Alcohol-induced brain damage and reduced brain volume in women take fewer years of heavy drinking than in men. Imaging studies have shown greater reductions in both gray and white matter in women with AUD, accompanied by expected impairments in cognitive and psychomotor function. Reduced volume of the hippocampus has been reported in alcohol-abusing adolescents compared with others of the same age, but girls are apparently more vulnerable than boys to alcohol-induced shrinkage. Thiamine deficiency is greater in women with AUD, and this may explain some of the increased risk for dementia and Wernicke–Korsakoff syndrome. Low thiamine in combination with exposure to toxins in the environment is predictive of greater teratogenic effects in pregnancy. In general, ingested lead is rapidly excreted, but under higher exposure, thiamine acts as a regulator of lead levels. Alcohol-induced thiamine reduction permits an accumulation of lead in the alcohol-dependent female in bone, hair, and liver, where impaired mitochondrial function and decreasing cellular energy reserves (adenosine triphosphate [ATP]) occur. Additionally, the lead has a synergistic effect with alcohol on the developing fetus, producing greater neurobehavioral impairment in offspring and more impaired postnatal development.

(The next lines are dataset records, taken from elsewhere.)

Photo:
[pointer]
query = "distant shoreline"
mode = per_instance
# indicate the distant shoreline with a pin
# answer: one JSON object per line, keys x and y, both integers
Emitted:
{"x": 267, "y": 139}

It is of significant interest that the effects of alcohol use on neurotransmitter systems vary with gender. For instance, one imaging study examined gender differences in DA release in response to alcohol consumption among social drinkers (Urban et al., 2010). PET imaging following ethanol ingestion showed significant release of DA in the nucleus accumbens, to a greater extent for males than for females. Additionally, among males but not females, there was a positive correlation between their subjective evaluation of alcohol-induced activation and the amount of DA released; this may contribute to differences in early reinforcing effects that lead to compulsive use. Of further importance was the inverse relationship found between the frequency of the maximum number of drinks consumed per 24 hours according to self-reported drinking and DA release, once again only in men. This relationship indicates that heavier-drinking individuals (i.e., those consuming more in 24 hours), who have a greater potential for addiction, release less DA. It is possible that reduced DA release may parallel the transition from social drinking to a stronger habit. Differences in DA release among men and women may provide a neurobiological mechanism to explain the increased vulnerability to AUD in men. Many other sex-specific differences in DA signaling in various brain regions have been reported, including larger numbers of DA cells in the female mesocortical tract and sex-specific specializations in DA receptor localization and number of D2 receptors. The mechanism responsible for gender differences and its significance for reward and addiction are not clear at this time, although gonadal steroid hormone modulation is a distinct possibility. Ceylan-Isik and colleagues (2010) review gender differences in the effects of alcohol on DA, as well as on GABA and glutamate.

 

References

Ceylan-Isik, A. F., McBride, S. M., and Ren, J. (2010). Sex difference in alcoholism: Who is at a greater risk for development of alcoholic complications? Life Sci., 87, 133–138.

Erol, A., and Karpyak, V. M. (2015). Sex and gender-related differences in alcohol use and its consequences: Contemporary knowledge and future research considerations. Drug Alcohol Depend., 156, 1–13.

Urban, N. B., Kegeles, L. S., Slifstein, M., Xu, X., Martinez, D., Sakr, E., et al. (2010). Sex differences in striatal dopamine release in young adults after oral alcohol challenge: A positron emission tomography imaging study with [11C]raclopride. Biol. Psychiatry, 68, 689–696.